The libraries’ description of the event reads, “Join Paul Searls, historian, professor and author as he shares how Vermont’s development unfolded beginning in the late 1890s with the competing efforts of state officials to promote and conserve the state’s natural beauty while also attracting business and industry. Today, the consequences of these historic decisions include a shortage of affordable housing and lack of economic and racial diversity in Vermont. The paradox of development also remains.”

“You have to go back to the 1890s, when summer tourism expanded enormously, becoming a huge economic driver in the state,” Searls said in an email. “State leaders were eager to capitalize on tourism, recreation and second homes as a means to stimulate the state economy. What took them decades to wrap their heads around was the intrinsic principle of diminishing returns in using tourism — the selling of Vermont's backwardness — as a means of moving it forward, of developing and modernizing it. Vermont's backwardness became its greatest asset, and if Vermonters weren't careful to manage growth, they ran the risk of destroying the very thing that made Vermont attractive to outsiders — and to Vermonters themselves. The way I like to think of it is, Vermonters realized in the 20th century that the trick was to grow without appearing to grow at all. And that's tricky. We're still trying to perfect that balance of growth and preservation, tradition and progress. It isn't easy.

“I'm very excited for the talk because I'm going to try to synthesize my most recent book with my current book project, which is very much a sequel,” Searls said. “I wrote a book titled "Repeopling Vermont," published in 2019, that focused on the town of Landgrove in Bennington County as a window into Vermont's journey from the 1890s to the 1970s. While I was writing that book, it became clear to me that my next project needed to be about the construction and impact of the interstate highways on Vermont, which was the most consequential thing that happened to the state in the 20th century. After months of research, it became completely obvious to me that the truly meaningful story was not the interstates, but instead the saga of the debate over highways in southwestern Vermont between Rutland and Bennington: primarily Route 7 but also Route 4 and the bypasses around those two cities. It's an amazing story that encapsulates Vermont's struggles with the consequences of how the interstates opened Vermont up to the outside world, and how the state attempted to exert control over those consequences. I've given many talks in the Route 7 corridor in the last year on the new project, but I'm looking forward to blending this project and “Repeopling” in the talk at Joslin.” 

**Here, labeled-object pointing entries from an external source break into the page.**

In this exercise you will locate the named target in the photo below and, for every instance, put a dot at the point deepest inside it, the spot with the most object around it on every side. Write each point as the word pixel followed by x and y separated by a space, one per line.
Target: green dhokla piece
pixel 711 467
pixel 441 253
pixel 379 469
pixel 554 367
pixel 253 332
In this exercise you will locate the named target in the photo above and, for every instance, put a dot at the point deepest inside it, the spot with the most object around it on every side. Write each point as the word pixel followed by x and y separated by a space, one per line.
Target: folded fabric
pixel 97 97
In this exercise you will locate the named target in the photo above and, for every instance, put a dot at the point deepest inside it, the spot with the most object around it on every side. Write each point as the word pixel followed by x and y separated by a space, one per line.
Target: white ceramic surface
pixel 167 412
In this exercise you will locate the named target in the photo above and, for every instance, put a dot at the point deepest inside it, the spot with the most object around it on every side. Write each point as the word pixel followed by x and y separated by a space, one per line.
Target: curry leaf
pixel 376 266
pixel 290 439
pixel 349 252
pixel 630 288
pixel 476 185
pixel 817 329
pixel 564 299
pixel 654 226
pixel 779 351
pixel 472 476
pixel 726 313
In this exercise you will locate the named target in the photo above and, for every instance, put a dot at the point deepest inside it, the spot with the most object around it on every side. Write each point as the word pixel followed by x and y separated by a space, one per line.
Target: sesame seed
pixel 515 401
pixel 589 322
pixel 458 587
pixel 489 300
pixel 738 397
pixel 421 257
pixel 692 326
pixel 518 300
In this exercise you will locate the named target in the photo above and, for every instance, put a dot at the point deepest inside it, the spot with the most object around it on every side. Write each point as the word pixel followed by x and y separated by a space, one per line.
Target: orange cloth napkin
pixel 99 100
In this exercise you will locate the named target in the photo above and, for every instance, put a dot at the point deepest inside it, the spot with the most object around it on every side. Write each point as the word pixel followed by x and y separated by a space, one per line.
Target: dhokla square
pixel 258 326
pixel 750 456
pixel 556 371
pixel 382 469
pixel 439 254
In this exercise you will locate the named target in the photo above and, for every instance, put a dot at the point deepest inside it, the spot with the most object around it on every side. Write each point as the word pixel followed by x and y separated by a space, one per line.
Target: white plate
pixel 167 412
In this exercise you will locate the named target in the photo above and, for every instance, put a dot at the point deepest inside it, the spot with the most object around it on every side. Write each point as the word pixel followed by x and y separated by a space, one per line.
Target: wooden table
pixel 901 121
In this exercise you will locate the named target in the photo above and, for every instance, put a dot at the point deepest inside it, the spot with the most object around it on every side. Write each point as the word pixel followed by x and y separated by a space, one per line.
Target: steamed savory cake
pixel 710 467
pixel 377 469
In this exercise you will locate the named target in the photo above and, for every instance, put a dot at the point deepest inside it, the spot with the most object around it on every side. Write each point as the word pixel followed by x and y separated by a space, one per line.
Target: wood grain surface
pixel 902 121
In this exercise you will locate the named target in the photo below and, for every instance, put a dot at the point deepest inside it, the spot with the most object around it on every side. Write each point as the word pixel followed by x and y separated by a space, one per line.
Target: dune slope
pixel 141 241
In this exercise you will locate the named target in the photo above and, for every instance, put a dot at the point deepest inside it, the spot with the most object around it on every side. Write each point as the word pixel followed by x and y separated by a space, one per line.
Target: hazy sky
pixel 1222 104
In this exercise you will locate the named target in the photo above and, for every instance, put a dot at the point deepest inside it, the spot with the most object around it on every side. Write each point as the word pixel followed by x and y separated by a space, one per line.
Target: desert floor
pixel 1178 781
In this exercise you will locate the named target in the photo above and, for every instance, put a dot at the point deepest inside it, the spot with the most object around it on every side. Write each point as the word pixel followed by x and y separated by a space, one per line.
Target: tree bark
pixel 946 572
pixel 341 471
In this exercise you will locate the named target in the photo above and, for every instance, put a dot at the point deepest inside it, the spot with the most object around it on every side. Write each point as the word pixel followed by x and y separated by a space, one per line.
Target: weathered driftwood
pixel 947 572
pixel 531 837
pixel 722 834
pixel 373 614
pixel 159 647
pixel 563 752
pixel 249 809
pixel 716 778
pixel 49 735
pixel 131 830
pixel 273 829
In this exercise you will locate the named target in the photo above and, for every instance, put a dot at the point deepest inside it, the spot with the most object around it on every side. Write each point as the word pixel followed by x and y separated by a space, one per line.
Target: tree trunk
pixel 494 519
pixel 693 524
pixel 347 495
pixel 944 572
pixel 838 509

Asked what folks can expect from the talk, Searls said, “The measure of a successful talk to me is how much discussion it generates. The session has been allotted an hour and a half, and I'm going to do my presentation for between 45 minutes and an hour — hopefully on the short side of that, but there's a lot to go over. And then I'm very much looking forward to hearing what people have to say. The focus will be on managing development in the 20thcentury, and, in particular, the challenge of providing persistence in the human landscape — housing and jobs for normal people who have lived in a place for a long time.”